# Interest group forums > Energy and Resource Conservation Forum >  Here we are JZ, who needs Putin?

## wynn

I believe more research into this type of technology is the answer to our energy and employment troubles

http://www.sciencedaily.com/releases...0227112539.htm

----------


## Dave A

That looks a bit more advanced than our local efforts so far.

----------


## wynn

Yes, this takes any waste, human, animal poo and most vegetation, instead of burning the sugar cane perhaps they can design a harvester type machine that strips the leaves off the cane and use that as biomass?

----------


## wynn

Here is another advance in being independant of Eskom

http://www.timeslive.co.za/scitech/2...infrastructure

----------


## ExpatfromCT

Tesla will make a huge impact on energy consumption with their products in the near future.

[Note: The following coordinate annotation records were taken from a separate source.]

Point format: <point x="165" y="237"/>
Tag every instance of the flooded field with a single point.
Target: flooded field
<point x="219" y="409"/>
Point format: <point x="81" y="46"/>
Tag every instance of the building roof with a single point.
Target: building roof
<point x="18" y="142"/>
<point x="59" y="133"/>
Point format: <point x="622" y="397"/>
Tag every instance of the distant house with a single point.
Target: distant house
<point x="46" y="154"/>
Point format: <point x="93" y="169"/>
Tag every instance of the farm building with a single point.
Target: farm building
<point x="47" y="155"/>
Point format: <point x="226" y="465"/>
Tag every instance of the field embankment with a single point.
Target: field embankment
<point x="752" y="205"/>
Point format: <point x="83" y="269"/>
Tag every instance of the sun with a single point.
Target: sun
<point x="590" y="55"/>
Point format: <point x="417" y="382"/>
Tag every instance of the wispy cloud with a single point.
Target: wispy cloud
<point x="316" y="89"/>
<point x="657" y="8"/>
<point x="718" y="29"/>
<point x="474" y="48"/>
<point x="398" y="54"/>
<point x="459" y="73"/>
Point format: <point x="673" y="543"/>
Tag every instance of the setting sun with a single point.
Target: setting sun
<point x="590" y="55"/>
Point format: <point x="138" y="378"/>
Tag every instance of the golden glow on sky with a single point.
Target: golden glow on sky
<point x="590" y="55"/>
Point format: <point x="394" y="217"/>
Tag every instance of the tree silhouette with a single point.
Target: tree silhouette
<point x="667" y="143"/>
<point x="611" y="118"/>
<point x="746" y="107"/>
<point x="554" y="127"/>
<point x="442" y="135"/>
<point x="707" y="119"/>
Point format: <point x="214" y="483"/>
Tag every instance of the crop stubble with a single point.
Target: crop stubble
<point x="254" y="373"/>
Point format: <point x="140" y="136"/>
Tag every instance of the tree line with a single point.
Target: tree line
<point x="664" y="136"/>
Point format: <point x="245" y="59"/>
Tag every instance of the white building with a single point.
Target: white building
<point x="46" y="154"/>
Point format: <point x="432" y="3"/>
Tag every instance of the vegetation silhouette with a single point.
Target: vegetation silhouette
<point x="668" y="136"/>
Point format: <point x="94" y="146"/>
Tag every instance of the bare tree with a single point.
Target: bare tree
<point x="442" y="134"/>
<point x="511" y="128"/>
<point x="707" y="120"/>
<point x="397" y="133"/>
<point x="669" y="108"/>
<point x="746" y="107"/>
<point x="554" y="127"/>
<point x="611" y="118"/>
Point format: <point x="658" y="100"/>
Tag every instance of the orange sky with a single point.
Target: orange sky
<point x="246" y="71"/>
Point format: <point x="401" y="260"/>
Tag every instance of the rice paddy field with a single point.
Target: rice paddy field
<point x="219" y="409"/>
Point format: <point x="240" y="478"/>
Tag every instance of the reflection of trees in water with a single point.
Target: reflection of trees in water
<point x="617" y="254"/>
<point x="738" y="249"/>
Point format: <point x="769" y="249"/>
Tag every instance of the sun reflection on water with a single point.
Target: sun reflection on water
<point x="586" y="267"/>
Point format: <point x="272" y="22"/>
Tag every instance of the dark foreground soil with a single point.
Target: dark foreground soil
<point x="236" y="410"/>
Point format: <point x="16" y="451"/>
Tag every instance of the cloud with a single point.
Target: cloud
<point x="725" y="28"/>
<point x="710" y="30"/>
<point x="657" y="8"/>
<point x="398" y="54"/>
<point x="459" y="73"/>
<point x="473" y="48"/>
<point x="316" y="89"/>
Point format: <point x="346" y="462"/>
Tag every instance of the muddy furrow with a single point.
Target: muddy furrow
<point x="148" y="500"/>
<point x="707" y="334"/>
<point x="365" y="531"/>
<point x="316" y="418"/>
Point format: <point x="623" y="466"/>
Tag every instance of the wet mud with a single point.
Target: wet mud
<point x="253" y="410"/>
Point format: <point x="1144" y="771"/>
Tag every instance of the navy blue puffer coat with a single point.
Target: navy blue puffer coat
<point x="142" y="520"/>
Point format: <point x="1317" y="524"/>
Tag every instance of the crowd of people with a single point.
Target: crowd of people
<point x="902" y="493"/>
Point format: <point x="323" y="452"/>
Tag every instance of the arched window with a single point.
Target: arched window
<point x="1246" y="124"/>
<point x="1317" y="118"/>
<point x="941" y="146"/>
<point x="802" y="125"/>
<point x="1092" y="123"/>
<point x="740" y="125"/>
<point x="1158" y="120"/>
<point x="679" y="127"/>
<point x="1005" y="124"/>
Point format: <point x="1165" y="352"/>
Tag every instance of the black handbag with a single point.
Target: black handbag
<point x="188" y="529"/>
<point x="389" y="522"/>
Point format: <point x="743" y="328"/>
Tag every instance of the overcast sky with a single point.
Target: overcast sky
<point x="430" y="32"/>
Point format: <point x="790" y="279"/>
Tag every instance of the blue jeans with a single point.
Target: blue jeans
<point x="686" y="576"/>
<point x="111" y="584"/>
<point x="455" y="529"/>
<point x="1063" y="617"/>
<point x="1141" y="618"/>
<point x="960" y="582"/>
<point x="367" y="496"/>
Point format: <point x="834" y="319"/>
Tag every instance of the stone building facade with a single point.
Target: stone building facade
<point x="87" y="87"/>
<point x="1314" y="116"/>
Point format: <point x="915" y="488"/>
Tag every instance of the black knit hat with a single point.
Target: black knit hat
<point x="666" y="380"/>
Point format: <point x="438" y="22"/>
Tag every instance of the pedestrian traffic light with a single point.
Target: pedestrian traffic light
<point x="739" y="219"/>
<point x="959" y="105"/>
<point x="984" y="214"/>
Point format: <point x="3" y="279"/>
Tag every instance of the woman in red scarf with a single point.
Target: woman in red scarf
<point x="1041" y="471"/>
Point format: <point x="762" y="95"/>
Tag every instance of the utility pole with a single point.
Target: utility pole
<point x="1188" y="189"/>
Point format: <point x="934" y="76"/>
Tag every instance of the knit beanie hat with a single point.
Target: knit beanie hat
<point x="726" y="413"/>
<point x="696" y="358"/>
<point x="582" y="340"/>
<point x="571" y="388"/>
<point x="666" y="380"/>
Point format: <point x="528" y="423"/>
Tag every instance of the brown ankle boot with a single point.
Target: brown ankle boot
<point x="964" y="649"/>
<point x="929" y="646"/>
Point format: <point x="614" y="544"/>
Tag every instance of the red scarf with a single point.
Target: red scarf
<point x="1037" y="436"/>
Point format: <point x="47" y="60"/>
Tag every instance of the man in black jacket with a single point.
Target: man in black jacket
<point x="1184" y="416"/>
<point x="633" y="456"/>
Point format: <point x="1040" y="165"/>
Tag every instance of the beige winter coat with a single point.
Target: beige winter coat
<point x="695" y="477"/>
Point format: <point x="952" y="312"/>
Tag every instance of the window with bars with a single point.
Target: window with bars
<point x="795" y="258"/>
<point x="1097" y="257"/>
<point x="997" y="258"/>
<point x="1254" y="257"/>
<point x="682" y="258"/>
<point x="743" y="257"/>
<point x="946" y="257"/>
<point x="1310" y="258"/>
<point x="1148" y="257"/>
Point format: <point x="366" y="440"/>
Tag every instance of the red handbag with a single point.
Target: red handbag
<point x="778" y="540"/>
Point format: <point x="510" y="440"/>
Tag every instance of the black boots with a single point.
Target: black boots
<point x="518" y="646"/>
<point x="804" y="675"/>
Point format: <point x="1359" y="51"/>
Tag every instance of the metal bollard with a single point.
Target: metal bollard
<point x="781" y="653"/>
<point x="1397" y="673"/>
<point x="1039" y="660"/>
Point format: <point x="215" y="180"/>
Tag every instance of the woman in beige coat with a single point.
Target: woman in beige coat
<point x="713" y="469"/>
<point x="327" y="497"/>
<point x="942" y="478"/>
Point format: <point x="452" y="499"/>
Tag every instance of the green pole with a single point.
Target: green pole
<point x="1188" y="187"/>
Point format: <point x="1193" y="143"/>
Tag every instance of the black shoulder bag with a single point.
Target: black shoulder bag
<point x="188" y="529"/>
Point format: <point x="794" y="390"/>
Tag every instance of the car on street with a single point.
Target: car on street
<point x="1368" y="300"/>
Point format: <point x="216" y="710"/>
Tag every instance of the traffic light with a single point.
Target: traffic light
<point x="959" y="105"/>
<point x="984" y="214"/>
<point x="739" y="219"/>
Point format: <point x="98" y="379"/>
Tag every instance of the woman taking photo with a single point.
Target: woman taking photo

Anyone heard or tested a Smiths generator?

----------


## wynn

Now there is a horse? I wish someone would design a smaller one for use in a domestic installation.
check out the figures of energy produced by this machine!

http://electronics360.globalspec.com...trk=newsletter

----------


## wynn

Another article suggests that in Australia they are utilizing an old gold mine to create energy by covering the north slope of the 'Tailings storage facility' (we call them mine dumps) with PV panels using some of the energy created during daylight to pump water from the shaft to a storage facility on the top of the mine dump then during peak demand and at night the water drives turbines as it flows back down the shaft only to be pumped back out the next day and start the cycle all over again.

Perhaps this is a happy solution to the acid water problem?

----------